Daniel McGlinn
2009-Feb-19 01:52 UTC
[R] partial residuals & the output of residuals.lm(..., type="partial")
Dear list, I would like to know how the function residuals.lm calculates the partial residuals from an lm object with more than one predictor variable. In other words what is residuals.lm(...,type="partial") doing behind the scenes? According to the help file for residuals.lm (?residuals.lm), "The partial residuals are a matrix with each column formed by omitting a term from the model". Unfortunately, I cannot seem to recreate the results of the function "residuals.lm" by simply dropping a variable from a model and then calculating the raw residuals of the updated model. Can anyone see what I am overlooking? It may be helpful to others if I mention that the usage of residuals.lm(...,type='partial') by the function termplot is what motivated me to look at this function more closely.
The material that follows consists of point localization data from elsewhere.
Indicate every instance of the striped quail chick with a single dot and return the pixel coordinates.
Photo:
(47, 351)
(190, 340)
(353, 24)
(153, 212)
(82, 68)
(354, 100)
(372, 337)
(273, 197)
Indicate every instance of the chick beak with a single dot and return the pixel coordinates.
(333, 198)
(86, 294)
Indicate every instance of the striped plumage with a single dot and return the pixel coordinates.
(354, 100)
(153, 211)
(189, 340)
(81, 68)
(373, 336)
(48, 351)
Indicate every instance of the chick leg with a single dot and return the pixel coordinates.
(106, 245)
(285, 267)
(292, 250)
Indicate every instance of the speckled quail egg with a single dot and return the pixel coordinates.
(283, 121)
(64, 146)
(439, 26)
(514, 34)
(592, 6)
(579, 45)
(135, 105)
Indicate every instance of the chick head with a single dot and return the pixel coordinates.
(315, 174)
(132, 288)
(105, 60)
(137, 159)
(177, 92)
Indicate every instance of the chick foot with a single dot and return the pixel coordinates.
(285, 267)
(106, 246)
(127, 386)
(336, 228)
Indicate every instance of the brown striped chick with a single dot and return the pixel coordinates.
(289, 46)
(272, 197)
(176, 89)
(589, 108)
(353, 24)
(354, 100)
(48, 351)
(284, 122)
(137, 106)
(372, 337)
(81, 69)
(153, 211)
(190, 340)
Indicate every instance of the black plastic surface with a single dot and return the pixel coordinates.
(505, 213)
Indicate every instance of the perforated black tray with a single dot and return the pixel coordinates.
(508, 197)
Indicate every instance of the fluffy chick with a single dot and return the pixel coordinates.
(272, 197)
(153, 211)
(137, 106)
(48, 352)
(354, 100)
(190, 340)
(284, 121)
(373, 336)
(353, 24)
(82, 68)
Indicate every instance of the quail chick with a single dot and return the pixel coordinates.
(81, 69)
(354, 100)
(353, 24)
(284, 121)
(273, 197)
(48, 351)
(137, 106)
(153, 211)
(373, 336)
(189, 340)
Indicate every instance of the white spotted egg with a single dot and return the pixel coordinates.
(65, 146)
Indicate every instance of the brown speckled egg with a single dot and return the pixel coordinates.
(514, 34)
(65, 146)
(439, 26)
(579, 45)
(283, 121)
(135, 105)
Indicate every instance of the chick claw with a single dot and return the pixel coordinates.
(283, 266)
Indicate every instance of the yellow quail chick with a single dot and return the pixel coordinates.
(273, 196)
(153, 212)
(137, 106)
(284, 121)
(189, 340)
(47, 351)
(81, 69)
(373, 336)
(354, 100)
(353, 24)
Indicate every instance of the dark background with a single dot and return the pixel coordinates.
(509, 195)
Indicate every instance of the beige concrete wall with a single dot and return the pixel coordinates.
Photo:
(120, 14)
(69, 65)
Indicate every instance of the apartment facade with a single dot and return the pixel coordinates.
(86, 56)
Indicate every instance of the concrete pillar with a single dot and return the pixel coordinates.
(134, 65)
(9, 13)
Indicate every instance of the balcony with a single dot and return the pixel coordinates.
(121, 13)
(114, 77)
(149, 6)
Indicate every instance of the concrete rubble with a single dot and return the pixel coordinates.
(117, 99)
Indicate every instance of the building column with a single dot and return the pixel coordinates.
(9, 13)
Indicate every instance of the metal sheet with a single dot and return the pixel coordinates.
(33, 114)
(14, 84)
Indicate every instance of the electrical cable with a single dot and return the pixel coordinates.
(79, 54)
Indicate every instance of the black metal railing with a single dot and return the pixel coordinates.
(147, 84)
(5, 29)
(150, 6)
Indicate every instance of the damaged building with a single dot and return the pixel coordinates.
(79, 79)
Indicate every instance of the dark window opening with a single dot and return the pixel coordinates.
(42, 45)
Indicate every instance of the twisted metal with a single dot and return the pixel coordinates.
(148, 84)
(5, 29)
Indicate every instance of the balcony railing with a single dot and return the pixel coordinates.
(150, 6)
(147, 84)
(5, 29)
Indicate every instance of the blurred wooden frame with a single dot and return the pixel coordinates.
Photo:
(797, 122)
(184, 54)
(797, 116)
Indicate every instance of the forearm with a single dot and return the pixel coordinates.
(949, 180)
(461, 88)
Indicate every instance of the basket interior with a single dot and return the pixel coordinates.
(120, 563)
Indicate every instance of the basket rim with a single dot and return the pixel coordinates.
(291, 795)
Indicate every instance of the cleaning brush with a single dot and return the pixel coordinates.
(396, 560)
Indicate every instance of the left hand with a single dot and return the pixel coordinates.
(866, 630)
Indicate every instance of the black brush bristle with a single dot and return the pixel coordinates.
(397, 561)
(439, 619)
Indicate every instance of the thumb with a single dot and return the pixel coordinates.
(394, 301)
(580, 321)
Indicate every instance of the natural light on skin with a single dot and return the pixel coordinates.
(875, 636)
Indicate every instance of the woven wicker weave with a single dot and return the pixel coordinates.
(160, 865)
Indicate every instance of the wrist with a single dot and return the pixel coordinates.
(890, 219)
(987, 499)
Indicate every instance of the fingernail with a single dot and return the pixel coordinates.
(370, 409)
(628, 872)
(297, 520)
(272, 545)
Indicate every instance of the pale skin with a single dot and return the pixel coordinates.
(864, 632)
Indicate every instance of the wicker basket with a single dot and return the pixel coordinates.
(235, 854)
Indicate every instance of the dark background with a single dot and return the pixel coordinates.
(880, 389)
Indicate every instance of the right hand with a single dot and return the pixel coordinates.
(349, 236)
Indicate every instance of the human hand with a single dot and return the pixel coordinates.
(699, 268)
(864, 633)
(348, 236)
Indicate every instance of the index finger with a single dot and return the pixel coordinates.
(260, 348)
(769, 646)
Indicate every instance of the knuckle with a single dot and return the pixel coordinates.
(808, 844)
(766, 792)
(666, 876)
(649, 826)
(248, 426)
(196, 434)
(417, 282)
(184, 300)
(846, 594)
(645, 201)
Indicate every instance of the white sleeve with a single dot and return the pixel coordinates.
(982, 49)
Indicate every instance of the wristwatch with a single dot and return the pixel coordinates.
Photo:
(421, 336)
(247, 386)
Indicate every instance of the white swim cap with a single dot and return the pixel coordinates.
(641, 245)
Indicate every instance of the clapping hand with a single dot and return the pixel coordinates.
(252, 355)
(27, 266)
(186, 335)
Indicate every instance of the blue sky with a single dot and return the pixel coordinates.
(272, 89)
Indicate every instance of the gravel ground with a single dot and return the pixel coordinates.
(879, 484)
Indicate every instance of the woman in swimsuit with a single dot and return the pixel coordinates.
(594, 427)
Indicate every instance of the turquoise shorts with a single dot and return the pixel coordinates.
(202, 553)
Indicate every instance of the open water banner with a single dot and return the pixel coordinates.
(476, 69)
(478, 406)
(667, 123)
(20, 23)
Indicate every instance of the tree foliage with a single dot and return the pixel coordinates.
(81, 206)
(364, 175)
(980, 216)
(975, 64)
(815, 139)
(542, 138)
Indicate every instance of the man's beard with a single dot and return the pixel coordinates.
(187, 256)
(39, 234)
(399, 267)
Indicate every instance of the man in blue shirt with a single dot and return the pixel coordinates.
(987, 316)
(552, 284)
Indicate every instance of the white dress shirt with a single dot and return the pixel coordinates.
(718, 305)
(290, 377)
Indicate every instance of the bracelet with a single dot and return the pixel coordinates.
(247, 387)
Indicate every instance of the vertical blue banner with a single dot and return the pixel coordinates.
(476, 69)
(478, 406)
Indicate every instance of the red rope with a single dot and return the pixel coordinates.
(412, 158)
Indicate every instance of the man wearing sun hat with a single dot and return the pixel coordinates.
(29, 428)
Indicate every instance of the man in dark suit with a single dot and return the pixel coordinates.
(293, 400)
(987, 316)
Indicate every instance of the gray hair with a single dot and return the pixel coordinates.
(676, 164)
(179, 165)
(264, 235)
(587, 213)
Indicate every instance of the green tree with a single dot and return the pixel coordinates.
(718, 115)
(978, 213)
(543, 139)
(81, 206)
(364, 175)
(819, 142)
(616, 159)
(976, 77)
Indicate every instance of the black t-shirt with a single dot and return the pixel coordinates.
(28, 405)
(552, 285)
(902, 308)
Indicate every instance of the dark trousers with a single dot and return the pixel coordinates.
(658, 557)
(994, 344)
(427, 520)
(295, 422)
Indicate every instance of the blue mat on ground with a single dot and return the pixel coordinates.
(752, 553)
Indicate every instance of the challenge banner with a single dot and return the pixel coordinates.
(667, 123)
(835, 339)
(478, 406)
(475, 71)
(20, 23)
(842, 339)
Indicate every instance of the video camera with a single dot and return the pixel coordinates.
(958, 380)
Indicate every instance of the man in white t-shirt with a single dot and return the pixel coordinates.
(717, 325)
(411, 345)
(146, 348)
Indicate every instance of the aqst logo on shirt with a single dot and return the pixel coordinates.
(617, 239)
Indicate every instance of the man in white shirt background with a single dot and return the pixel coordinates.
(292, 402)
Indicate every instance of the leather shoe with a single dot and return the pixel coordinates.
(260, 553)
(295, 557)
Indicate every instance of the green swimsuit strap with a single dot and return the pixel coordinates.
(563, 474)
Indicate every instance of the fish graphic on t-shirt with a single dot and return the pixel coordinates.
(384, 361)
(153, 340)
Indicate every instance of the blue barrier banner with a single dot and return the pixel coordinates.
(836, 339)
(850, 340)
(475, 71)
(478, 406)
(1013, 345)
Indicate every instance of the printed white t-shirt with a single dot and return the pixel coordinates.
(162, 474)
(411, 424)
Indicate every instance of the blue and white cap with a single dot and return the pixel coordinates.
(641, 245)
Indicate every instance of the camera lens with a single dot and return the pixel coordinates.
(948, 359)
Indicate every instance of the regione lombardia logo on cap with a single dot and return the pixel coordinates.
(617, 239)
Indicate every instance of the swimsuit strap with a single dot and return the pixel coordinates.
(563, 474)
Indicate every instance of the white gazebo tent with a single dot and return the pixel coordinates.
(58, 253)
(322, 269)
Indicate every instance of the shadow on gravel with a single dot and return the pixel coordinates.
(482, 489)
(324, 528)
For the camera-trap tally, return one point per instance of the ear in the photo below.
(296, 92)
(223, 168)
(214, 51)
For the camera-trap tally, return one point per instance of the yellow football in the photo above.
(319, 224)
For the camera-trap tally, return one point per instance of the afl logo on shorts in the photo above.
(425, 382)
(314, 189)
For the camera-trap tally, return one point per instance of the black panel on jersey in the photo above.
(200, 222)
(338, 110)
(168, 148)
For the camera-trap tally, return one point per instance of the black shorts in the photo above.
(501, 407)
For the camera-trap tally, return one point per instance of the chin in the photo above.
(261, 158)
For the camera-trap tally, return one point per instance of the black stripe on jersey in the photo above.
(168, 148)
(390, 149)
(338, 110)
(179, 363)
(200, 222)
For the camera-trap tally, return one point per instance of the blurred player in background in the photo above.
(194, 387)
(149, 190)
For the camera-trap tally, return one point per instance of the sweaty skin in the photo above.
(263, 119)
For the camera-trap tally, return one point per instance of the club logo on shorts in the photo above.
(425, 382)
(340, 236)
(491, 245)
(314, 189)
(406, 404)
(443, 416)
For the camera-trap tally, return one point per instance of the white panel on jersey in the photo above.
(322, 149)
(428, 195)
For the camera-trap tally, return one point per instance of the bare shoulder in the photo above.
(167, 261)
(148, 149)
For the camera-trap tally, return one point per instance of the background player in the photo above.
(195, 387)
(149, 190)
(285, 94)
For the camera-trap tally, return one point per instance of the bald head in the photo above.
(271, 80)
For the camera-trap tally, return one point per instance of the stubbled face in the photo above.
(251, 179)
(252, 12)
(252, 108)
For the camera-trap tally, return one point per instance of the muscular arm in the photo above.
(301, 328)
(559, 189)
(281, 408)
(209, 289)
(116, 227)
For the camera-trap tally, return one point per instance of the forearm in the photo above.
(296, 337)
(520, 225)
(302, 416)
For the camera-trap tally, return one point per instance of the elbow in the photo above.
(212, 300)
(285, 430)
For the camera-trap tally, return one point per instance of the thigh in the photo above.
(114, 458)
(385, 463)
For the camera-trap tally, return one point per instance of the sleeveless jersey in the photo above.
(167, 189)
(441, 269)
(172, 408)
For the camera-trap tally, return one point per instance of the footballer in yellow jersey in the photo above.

Below is a simple example to illustrate my question: set.seed(12) x1 <- runif(100) x2 <- runif(100) y <- .13+.25*x1+.70*x2+runif(100) mod <- lm(y~x1+x2) ##let's only consider the partial residuals when x2 is dropped from the model plot(residuals(mod,type="partial")[,2],residuals(update(mod,.~.-x2),type='response')) abline(0,1) ##1:1 line ##why do the points not all fall on the 1:1 line? Thanks, Dan -- Daniel J. McGlinn Department of Botany, Oklahoma State University http://ecology.okstate.edu/Libra/
Daniel McGlinn
2009-Feb-19 02:57 UTC
[R] partial residuals & the output of residuals.lm(..., type="partial")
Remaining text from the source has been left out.